Il secondo. Anche nei territori “economicamente più depressi” viene rifiutato il keynesismo della grande opera pubblica. Chi promette occupazione e redistribuzione della ricchezza non è più creduto, è sbugiardato dai precedenti casi -troppo numerosi per essere citati. Analogamente, non funziona più la corruzione dei "pacchetti di compensazione territoriale" il cui effetto è di saldare il debito che un'opera di utilità generale contrae con il territorio impattato.

Il terzo. In tutte le piazze della contestazione si pone radicalmente il problema della democrazia, laddove essa è intesa, vissuta, reclamata come diritto a poter decidere del futuro del proprio territorio. Alcuni editorialisti etichettano questa tensione con la sindrome nimby, ma questa è banalizzazione. Non ho mai ascoltato né letto di atteggiamenti egoistici, razzisti, privatistici: la verità è che, invece, si è reclamato – e ci si è tumultuosamente scontrati- contro il processo di astrazione del diritto di decisione sulla propria vita, si è abolita la delega amministrativa chiedendo – e quasi sempre ottenendo- che i sindaci eletti fossero interni alla lotta, che il federalismo non sia un fantoccio elettorale, ma un processo reale di riconquista della sovranità.

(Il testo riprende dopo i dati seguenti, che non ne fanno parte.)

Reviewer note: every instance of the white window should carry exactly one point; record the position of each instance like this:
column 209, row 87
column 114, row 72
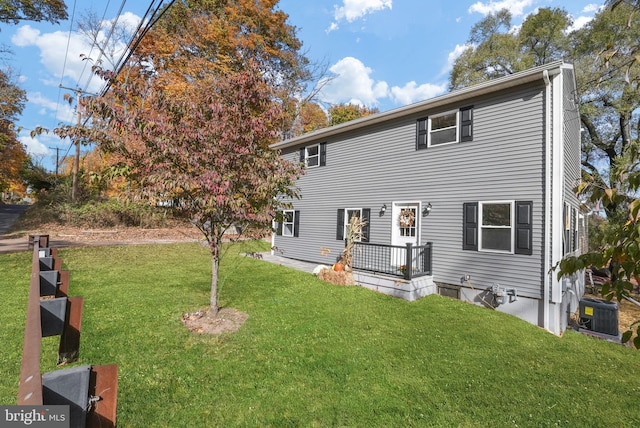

A noi pare, infine, che ci sia un ultimo punto la cui osservazione è utile a tutt* noi. La pratica delle lotte è decisa quasi sempre comunitariamente e valorizzata in relazione all'efficacia che produce. Non è poco e davvero questo rappresenta un importante segno di maturità.

Da qualche anno in Italia è comparso un nuovo ciclo di lotte, esteso per consenso, diffuso molecolarmente, capace di resistere, ma anche di preludere politicamente ad una differente uscita dalla crisi economica ed ambientale. 273 volte connettiamoci. Qualche volta il comune è già tra noi.